Blog

Checking your website’s security, sources, and cookies – GDPR preparation part II

A week ago, I discussed the installation of an SSL certificate on an existing WordPress site in preparation for the European General Data Protection Regulation (GDPR), which will go into effect in May 2018. Today I want to explain the process to check your website’s security, sources, and whether it is setting any first or third party cookies. This is important in order to write a GDPR compliant privacy statement that every website that processes data of European Union citizens needs to include, regardless of whether the website provider is located in the European Union or not.

The easiest way to check your website’s security, sources and cookies is to download Google Chrome. Once downloaded, turn on the Developer Tools, as shown in the screenshot below.

Google Chrome Developer Tools

Google Chrome Developer Tools

Then, the window will be split into two parts, one, which displays the usual browser window, and another one, which displays a range of options. Go to your website, which should now be reachable via https://, and specifically check the security tab, which will display any unsecured elements that your website may be loading and that you may have missed when adapting your site to the new SSL certificate. Also check the “sources” tab, which will display all data sources loaded by your website, and the “cookies” tab, which will display any cookies your site may set, first and third party cookies. As you can see from the screenshots below, my site does not load any third-party objects other than the standard fonts and also does not set any cookies. At least the homepage does not.

Inspection of website sources

Inspection of website sources

Inspection of website for cookies

Inspection of website for cookies

Now, visit every single page on your site in turn and check these three items. In my case it turned out that I had missed one insecurely loaded element in the SSL adaptation, but none of my pages set any cookies. Which means that my GDPR-compliant cookie policy is fairly straightforward, because there are no cookies.

SSL Installation on WordPress in Preparation for the GDPR

Recently, the Internet has been ablaze with information about the impending compliance deadline with the European General Data Protection Regulation (GDPR). The GDPR is already in effect, however, the grace period for compliance ends on May 25, 2018. This means that all businesses processing data on EU citizens must comply with the GDPR by that date, regardless of whether they are located in the EU or not. This also means that you are likely impacted if you have a website that is visited by EU citizens and your website stores cookies and/or has a contact form and/or has means for visitors to leave comments and “likes” etc (which basically means any blog). The GDPR states that you need to “…implement appropriate technical and organisational measures..in an effective way.. in order to meet the requirements of this Regulation and protect the rights of data subjects.

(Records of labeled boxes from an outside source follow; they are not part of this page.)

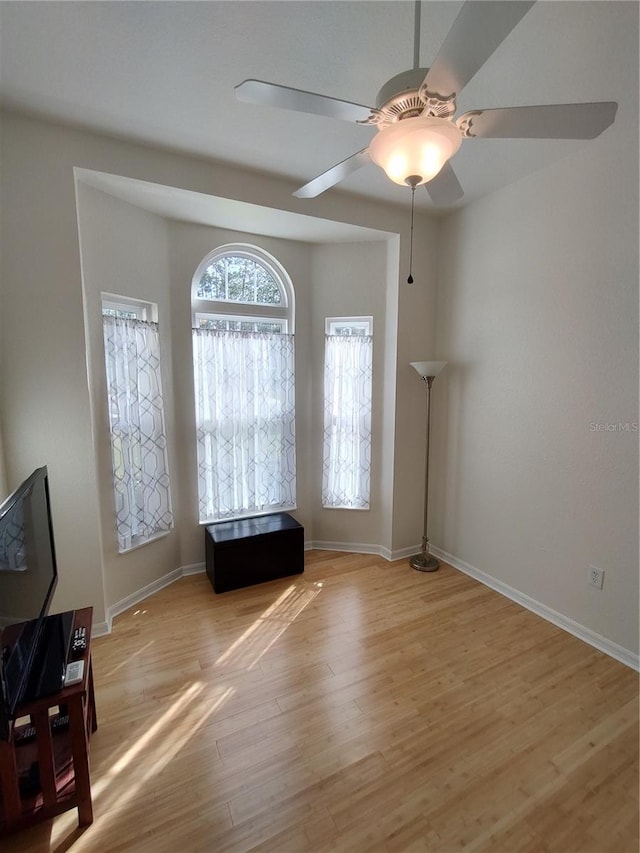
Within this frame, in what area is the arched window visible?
[191,243,294,333]
[191,244,296,523]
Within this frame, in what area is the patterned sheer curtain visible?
[102,316,173,551]
[322,334,373,509]
[193,328,296,522]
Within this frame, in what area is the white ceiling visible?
[0,0,638,213]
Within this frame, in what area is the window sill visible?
[118,528,173,554]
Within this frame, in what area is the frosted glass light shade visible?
[410,361,447,379]
[369,116,462,186]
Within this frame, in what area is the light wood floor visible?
[0,551,638,853]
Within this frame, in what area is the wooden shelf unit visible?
[0,607,98,836]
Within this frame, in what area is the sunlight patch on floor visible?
[51,682,235,853]
[216,583,322,670]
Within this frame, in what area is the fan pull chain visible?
[413,0,421,68]
[407,187,416,284]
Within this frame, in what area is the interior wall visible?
[430,30,638,654]
[0,106,437,623]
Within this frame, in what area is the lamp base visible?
[409,551,440,572]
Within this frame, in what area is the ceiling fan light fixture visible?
[369,116,462,186]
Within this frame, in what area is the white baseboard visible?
[92,540,640,671]
[312,539,383,557]
[99,563,205,637]
[429,545,640,670]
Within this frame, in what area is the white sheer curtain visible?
[102,316,173,551]
[322,335,373,509]
[193,329,296,522]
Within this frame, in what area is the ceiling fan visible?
[235,0,618,204]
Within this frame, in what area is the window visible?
[102,294,173,552]
[191,244,296,523]
[322,317,373,509]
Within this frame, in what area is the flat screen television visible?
[0,466,73,740]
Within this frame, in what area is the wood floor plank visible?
[2,551,639,853]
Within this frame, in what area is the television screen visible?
[0,467,57,738]
[0,468,57,628]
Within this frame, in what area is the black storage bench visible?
[205,512,304,592]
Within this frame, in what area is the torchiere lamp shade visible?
[410,361,447,379]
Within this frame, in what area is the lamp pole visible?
[409,361,446,572]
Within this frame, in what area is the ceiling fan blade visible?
[235,80,375,122]
[294,148,371,198]
[420,0,533,100]
[456,101,618,139]
[425,163,464,204]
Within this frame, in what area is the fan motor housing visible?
[376,68,455,126]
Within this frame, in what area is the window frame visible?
[324,317,373,337]
[100,292,158,323]
[191,243,295,335]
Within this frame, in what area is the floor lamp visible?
[409,361,447,572]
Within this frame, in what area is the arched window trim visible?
[191,243,295,334]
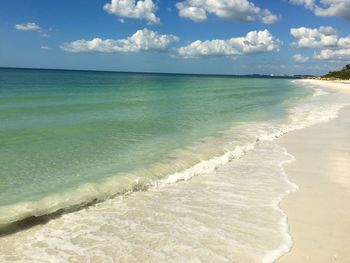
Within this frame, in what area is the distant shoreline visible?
[0,67,311,79]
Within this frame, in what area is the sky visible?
[0,0,350,75]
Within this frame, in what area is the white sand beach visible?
[278,80,350,263]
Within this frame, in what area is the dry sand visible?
[278,80,350,263]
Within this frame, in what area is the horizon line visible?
[0,66,316,78]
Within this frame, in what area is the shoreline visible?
[276,80,350,263]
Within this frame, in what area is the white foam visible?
[0,79,349,262]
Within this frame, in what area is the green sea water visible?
[0,69,312,223]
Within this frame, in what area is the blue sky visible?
[0,0,350,74]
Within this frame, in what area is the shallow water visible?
[0,69,311,225]
[0,70,350,262]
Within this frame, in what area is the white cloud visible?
[61,29,179,53]
[290,27,350,60]
[15,22,41,32]
[176,0,280,24]
[178,30,281,58]
[314,48,350,60]
[289,0,350,20]
[290,26,338,48]
[293,54,310,63]
[103,0,160,24]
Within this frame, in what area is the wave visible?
[0,81,349,234]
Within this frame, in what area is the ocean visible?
[0,69,346,262]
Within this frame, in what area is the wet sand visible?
[278,81,350,263]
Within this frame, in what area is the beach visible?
[0,70,350,263]
[277,80,350,263]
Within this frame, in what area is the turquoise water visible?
[0,69,312,225]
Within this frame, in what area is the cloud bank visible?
[176,0,280,24]
[103,0,160,24]
[290,26,350,62]
[15,22,41,32]
[289,0,350,20]
[61,29,179,53]
[178,30,281,58]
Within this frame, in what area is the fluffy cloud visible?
[15,22,41,32]
[290,26,338,48]
[290,0,350,20]
[293,54,310,63]
[178,30,280,58]
[176,0,280,24]
[314,48,350,60]
[290,27,350,62]
[61,29,179,53]
[103,0,160,24]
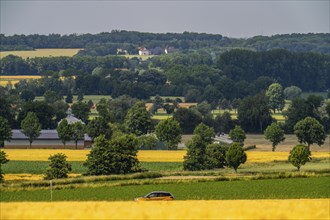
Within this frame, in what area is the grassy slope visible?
[0,176,330,201]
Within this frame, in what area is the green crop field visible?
[0,176,330,201]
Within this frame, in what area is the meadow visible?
[0,144,330,219]
[0,176,330,201]
[0,199,330,220]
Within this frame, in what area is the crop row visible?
[4,149,330,163]
[0,199,330,220]
[0,176,330,202]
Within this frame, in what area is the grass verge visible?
[0,176,330,202]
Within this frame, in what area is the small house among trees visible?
[4,129,92,149]
[139,47,151,56]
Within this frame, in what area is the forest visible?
[0,49,330,100]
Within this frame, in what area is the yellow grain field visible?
[4,149,330,163]
[0,199,330,220]
[0,49,81,59]
[0,75,41,86]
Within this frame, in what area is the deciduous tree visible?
[125,102,151,136]
[264,122,285,151]
[71,121,86,149]
[56,119,73,148]
[229,125,246,146]
[84,134,141,175]
[44,153,72,180]
[0,150,9,182]
[86,117,112,140]
[21,112,41,147]
[294,117,326,148]
[155,118,181,150]
[288,145,312,171]
[0,116,12,147]
[266,83,284,113]
[226,143,247,173]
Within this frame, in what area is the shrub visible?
[44,153,71,179]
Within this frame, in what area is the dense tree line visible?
[216,50,330,91]
[0,50,330,99]
[0,30,330,56]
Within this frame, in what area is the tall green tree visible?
[20,89,36,102]
[283,86,302,100]
[21,112,41,147]
[266,83,285,113]
[194,123,215,144]
[65,91,73,103]
[226,143,247,173]
[264,122,285,151]
[0,116,13,147]
[56,119,73,148]
[84,134,141,175]
[183,123,214,170]
[0,150,9,182]
[206,144,228,169]
[229,125,246,146]
[155,118,181,150]
[125,102,151,136]
[237,93,273,133]
[44,153,72,180]
[71,102,91,123]
[173,108,202,134]
[283,95,322,133]
[44,90,62,104]
[183,135,207,171]
[71,121,86,149]
[86,117,112,140]
[138,134,159,150]
[294,117,326,148]
[288,145,312,171]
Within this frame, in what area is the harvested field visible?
[0,49,81,59]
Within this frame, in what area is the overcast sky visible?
[0,0,330,37]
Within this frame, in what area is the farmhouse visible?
[4,108,92,149]
[139,47,151,56]
[4,129,92,149]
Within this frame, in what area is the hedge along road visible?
[0,176,330,201]
[4,149,330,163]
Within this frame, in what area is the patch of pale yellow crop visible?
[4,149,186,162]
[4,149,330,163]
[0,75,41,80]
[4,173,81,181]
[0,199,330,220]
[0,49,81,59]
[4,149,89,161]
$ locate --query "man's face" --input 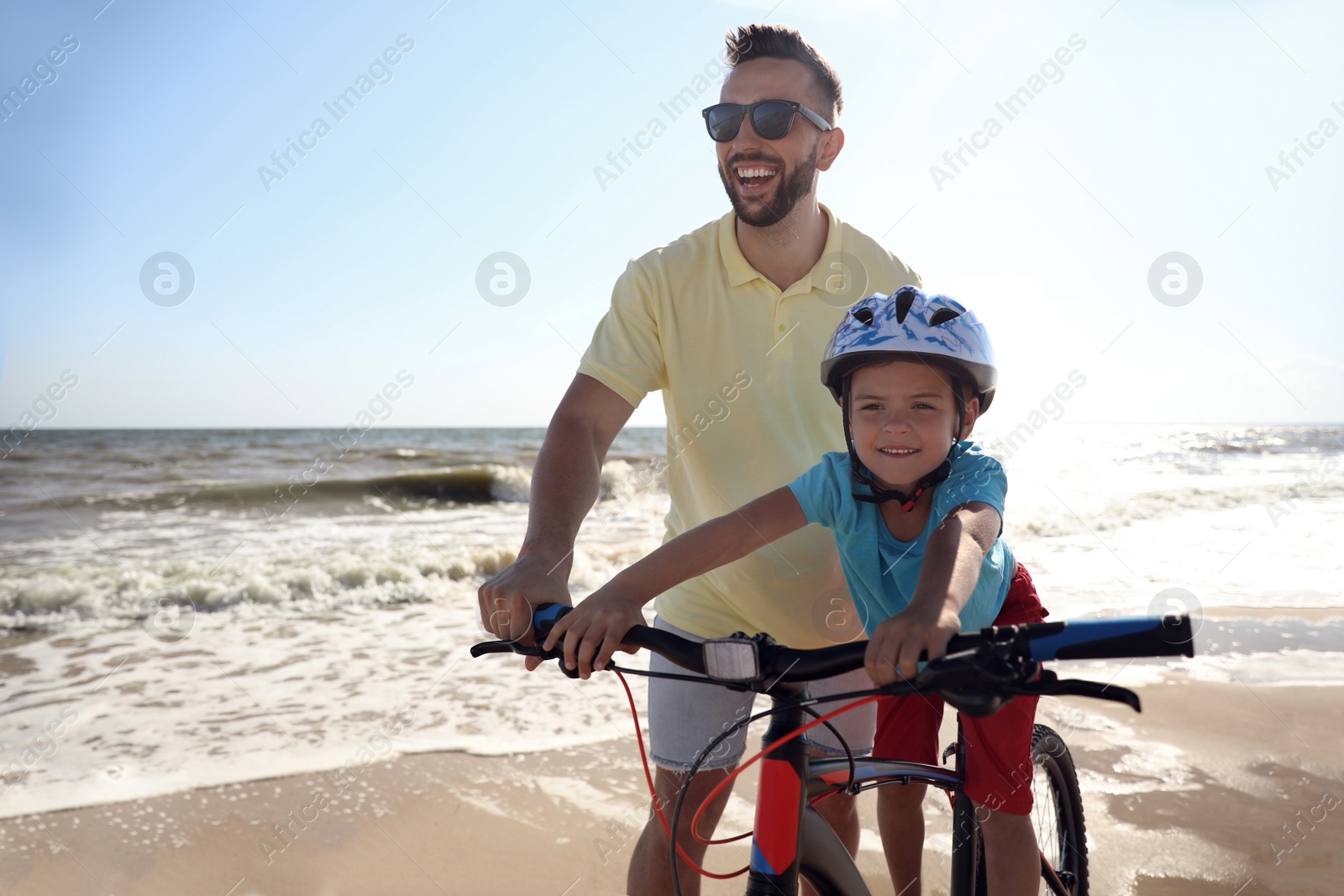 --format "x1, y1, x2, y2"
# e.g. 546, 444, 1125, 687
714, 59, 843, 227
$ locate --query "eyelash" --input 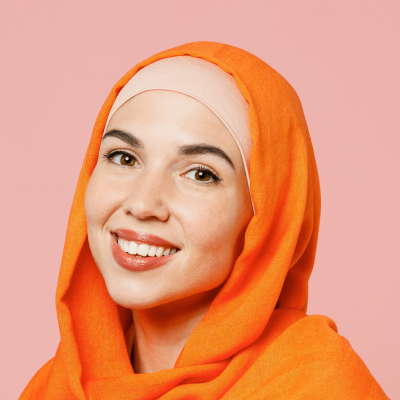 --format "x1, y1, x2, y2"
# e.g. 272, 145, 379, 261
103, 150, 222, 185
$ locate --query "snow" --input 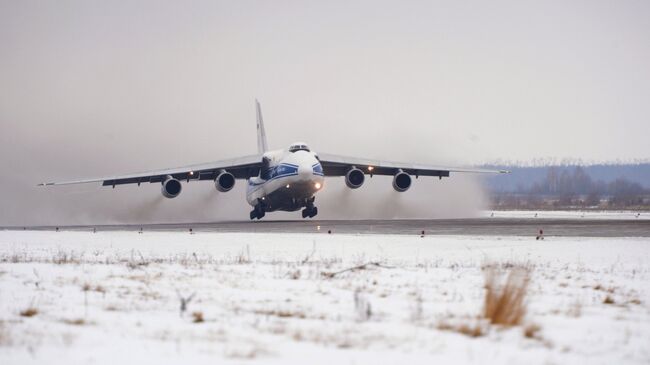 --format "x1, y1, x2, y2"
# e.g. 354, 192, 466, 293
481, 210, 650, 220
0, 231, 650, 364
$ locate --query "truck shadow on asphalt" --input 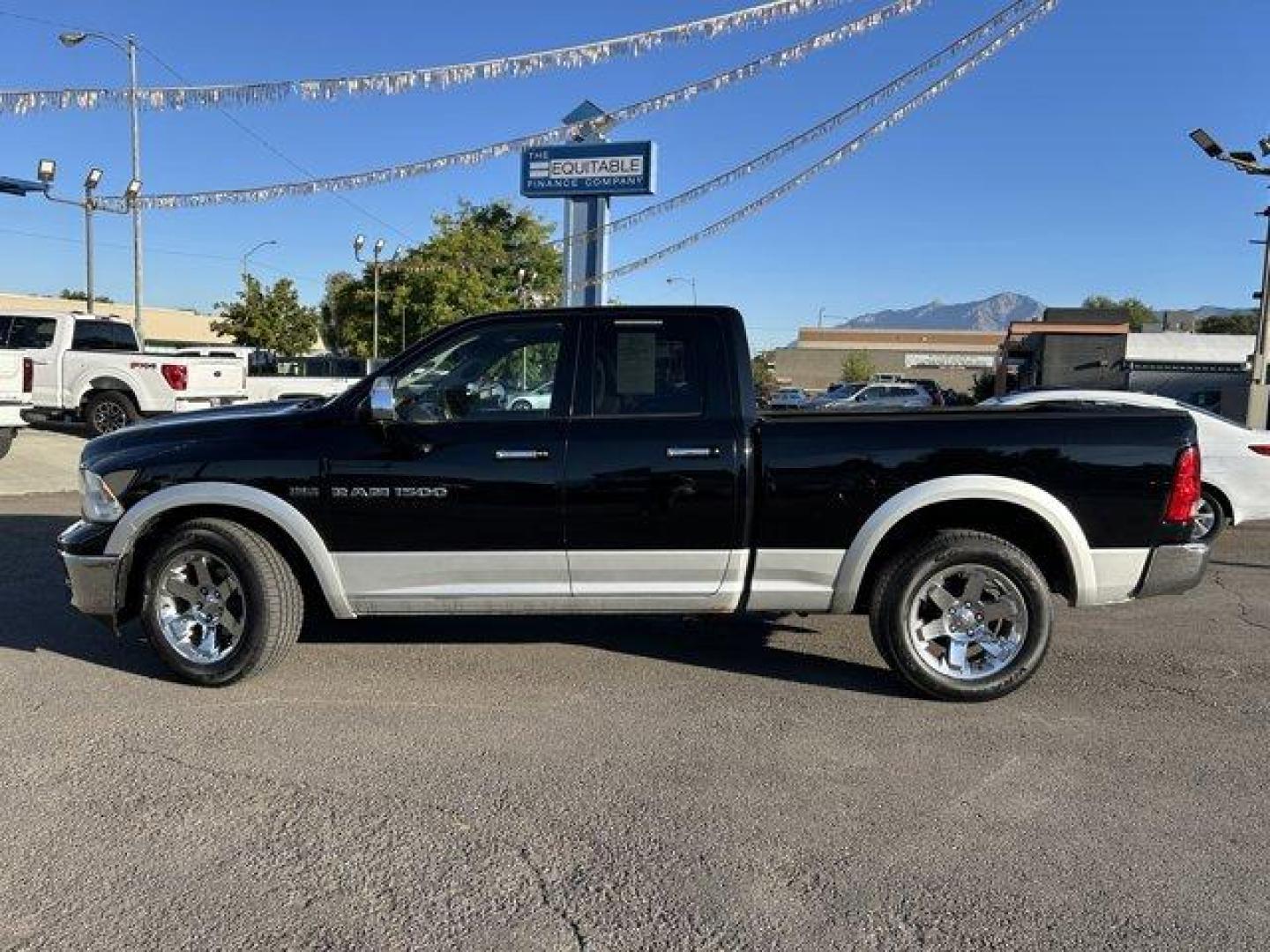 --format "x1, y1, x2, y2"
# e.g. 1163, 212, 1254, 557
0, 514, 908, 695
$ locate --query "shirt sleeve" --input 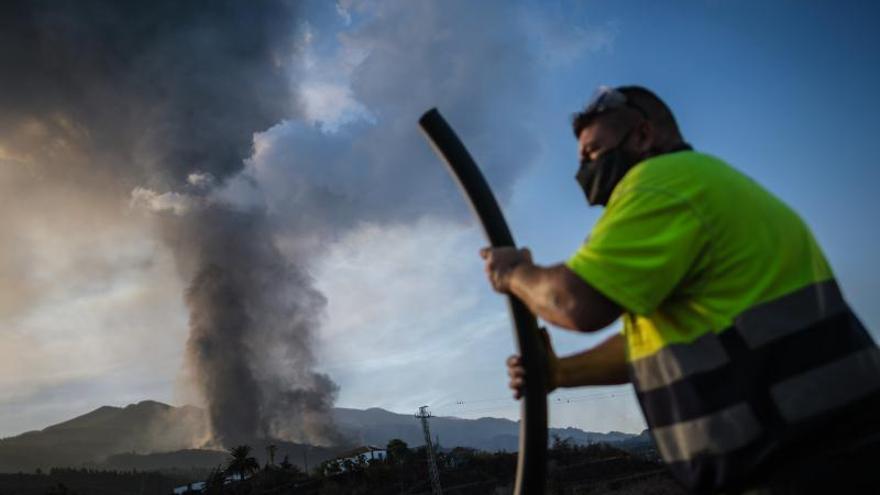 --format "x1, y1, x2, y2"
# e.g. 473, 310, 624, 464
566, 189, 708, 315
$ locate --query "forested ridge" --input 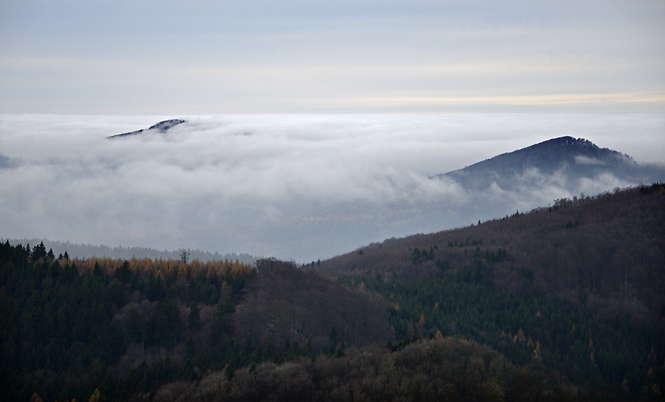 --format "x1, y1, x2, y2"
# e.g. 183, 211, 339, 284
0, 184, 665, 401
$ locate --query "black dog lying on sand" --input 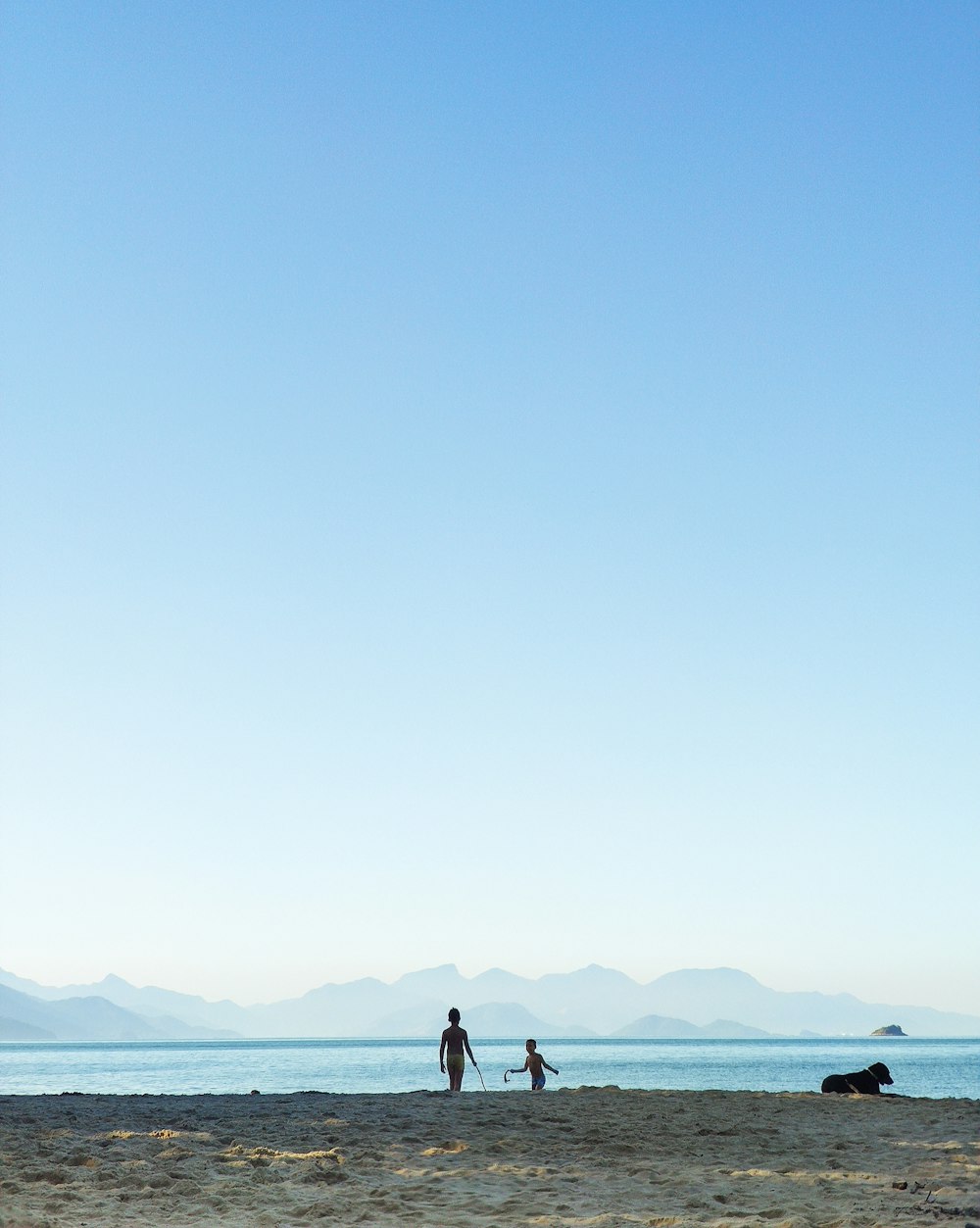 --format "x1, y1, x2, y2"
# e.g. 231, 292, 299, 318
820, 1062, 893, 1096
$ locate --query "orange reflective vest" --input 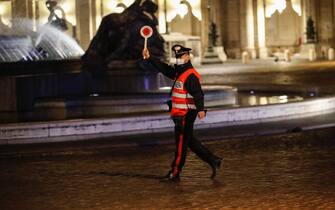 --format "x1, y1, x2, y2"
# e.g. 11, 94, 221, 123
171, 68, 201, 117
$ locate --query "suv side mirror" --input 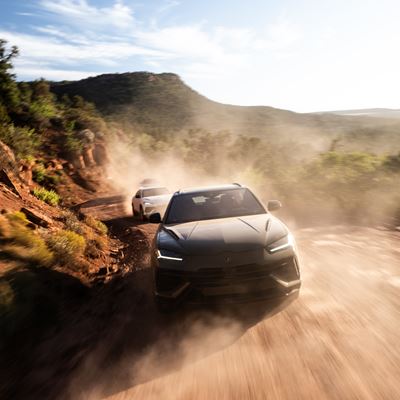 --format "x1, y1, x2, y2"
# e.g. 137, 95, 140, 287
149, 213, 161, 224
267, 200, 282, 211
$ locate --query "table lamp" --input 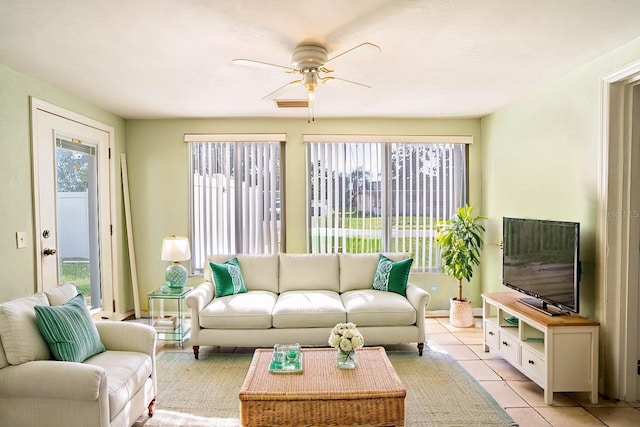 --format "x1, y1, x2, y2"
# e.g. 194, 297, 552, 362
161, 236, 191, 290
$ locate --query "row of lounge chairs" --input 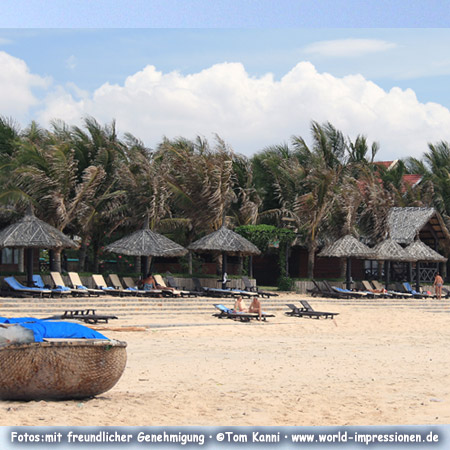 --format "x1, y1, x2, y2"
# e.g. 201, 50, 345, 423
213, 300, 339, 322
308, 280, 442, 299
0, 272, 278, 297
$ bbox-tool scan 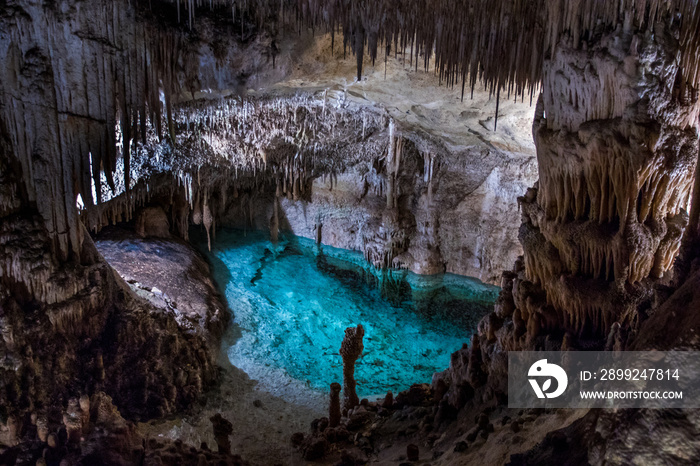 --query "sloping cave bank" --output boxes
[0,1,700,464]
[0,1,534,464]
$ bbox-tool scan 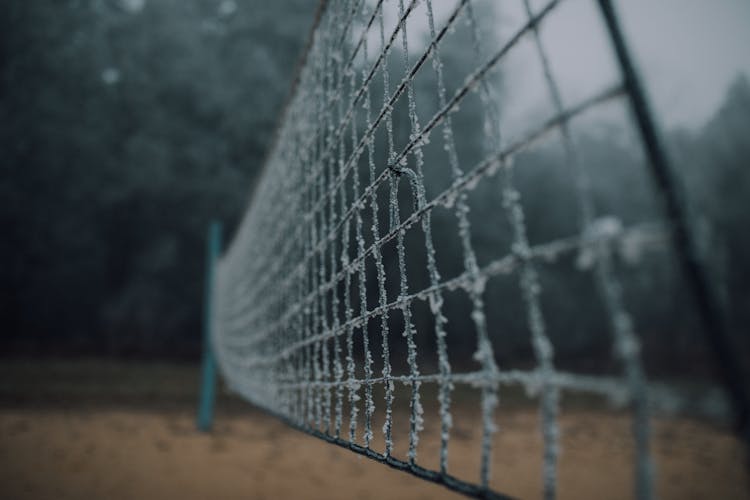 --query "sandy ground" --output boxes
[0,409,749,499]
[0,361,750,500]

In practice, in my opinion (I am not a lawyer!) this means among other things for your website that you probably need to

  • Install an SSL certificate on your website, such that all web traffic is encrypted;
  • Update your website to include a disclaimer on your cookie and data protection policy.

Now, ideally, one would install an SSL certificate first and then set up the website, but alas, this is not what I have done with this website, which is based on WordPress. So I had to go through a few extra steps to make the SSL certificate work.

Step 1: Install SSL Certificate

This was the easy part, since all I had to do was to purchase an SSL certificate from my hosting provider, and the installation of the certificate was up to them.

Step 2: Edit the Settings of your WordPress Installation

This step is necessary so that all your permalinks point to https:// instead of http://. This can be accomplished by going to Settings > General Settings and editing the WordPress and Site addresses to point to https, see the screenshot below.

https settings in WordPress

https settings in WordPress

However, unfortunately, this was not the whole story, since my site contains quite a few pages and blog posts, complete with lots of images and uploads, which all still pointed to http:// instead of https:// internally. This meant that upon visiting my secured site (https://www.cfbtranslations.com instead of https://www.cfbtranslations.com), the browser didn’t show a nice (green) padlock in the address bar, but instead a broken lock, indicating partially insecure elements on the site.

Secure site indicated by padlock

Secure site indicated by padlock

A broken padlock means that portions of the site (links, images) still point to insecurely loaded elements, which means these images are for example loaded via http:// instead of https://.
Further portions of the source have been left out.